A metabolomic approach was applied to explore the mechanism of EEE-induced liver injury. The results revealed that EEE exposure led to extensive differences in the metabolism of serum and liver in rats. In-depth analysis revealed that 14 identical endogenous metabolites in serum and liver were significantly different from the normal group after EEE exposure and could serve as metabolic fingerprints for EEE-induced liver injury. Among them, FMN and sphingomyelin had AUC values greater than 0.9 in both liver and serum by ROC analysis and could be used to predict hepatotoxicity of EEE. And the subsequent analysis showed that FMN and sphingomyelin had an important role in the mechanism of EEE-induced liver injury.

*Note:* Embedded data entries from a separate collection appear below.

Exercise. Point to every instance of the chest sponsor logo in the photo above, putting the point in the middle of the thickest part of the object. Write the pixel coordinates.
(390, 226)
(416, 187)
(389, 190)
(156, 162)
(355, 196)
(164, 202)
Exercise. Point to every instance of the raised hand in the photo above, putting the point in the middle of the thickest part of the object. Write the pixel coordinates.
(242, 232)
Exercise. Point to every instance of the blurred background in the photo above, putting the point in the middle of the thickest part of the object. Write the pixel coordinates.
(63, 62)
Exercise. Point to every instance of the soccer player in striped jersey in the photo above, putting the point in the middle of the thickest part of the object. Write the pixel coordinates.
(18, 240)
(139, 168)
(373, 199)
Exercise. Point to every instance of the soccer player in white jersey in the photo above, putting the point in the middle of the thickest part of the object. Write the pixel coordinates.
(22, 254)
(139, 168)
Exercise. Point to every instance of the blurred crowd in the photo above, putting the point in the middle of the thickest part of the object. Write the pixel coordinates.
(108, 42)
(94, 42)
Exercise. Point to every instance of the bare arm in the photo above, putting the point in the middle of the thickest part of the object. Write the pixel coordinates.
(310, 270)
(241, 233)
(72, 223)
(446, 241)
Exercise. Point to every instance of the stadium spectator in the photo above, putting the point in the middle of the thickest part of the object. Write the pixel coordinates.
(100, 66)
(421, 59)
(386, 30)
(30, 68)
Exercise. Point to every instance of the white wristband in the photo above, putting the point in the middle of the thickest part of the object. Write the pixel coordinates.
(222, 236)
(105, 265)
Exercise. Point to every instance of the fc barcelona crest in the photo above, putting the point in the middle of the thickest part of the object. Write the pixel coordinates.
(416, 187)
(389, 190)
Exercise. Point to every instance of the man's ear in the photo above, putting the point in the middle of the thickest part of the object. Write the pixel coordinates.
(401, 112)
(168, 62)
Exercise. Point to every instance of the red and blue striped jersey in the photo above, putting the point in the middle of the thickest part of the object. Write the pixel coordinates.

The KEGG pathway enrichment analysis was performed on differential metabolites to deeply analyze the mechanism of liver injury caused by EEE. The enrichment results showed that EEE exposure had a great effect on amino acid metabolism, lipid metabolism pathways, especially on primary bile acid biosynthesis, sphingolipid metabolism, bile secretion, cholesterol metabolism, glutathione metabolism, and other pathways related to glutathione metabolism and unsaturated fatty acid biosynthesis metabolism have greater interference (Figures 5A–C). Extensive studies have shown that unsaturated fatty acid peroxidation due to abnormal glutathione metabolism is one of the typical features of ferroptosis (Xie et al., 2016; Doll et al., 2019; Li et al., 2020) (Figure 5D). Ferroptosis is a new type of cell death discovered in recent years, and the process of cell death is usually accompanied by massive iron accumulation and lipid peroxidation (Chen et al., 2021). Increased lipid peroxide content is an important marker for the development of ferroptosis. MDA is one of the degradation products of polyunsaturated fatty acid peroxides, and MDA increases significantly when ferroptosis occurs (Tang et al., 2021). Superoxide dismutase (SOD) is widely found in human tissues and is an important antioxidant that plays an important role in maintaining the redox balance of cells (Rosa et al., 2021). Our previous study found that EEE significantly enhanced reactive oxygen species (ROS) levels, decreased GSH levels, and promoted MDA production in HL7702 and HepG2 cells in vitro (Zhang L et al., 2020). Based on these results, we hypothesize that ferroptosis may be the key to EEE-induced liver injury.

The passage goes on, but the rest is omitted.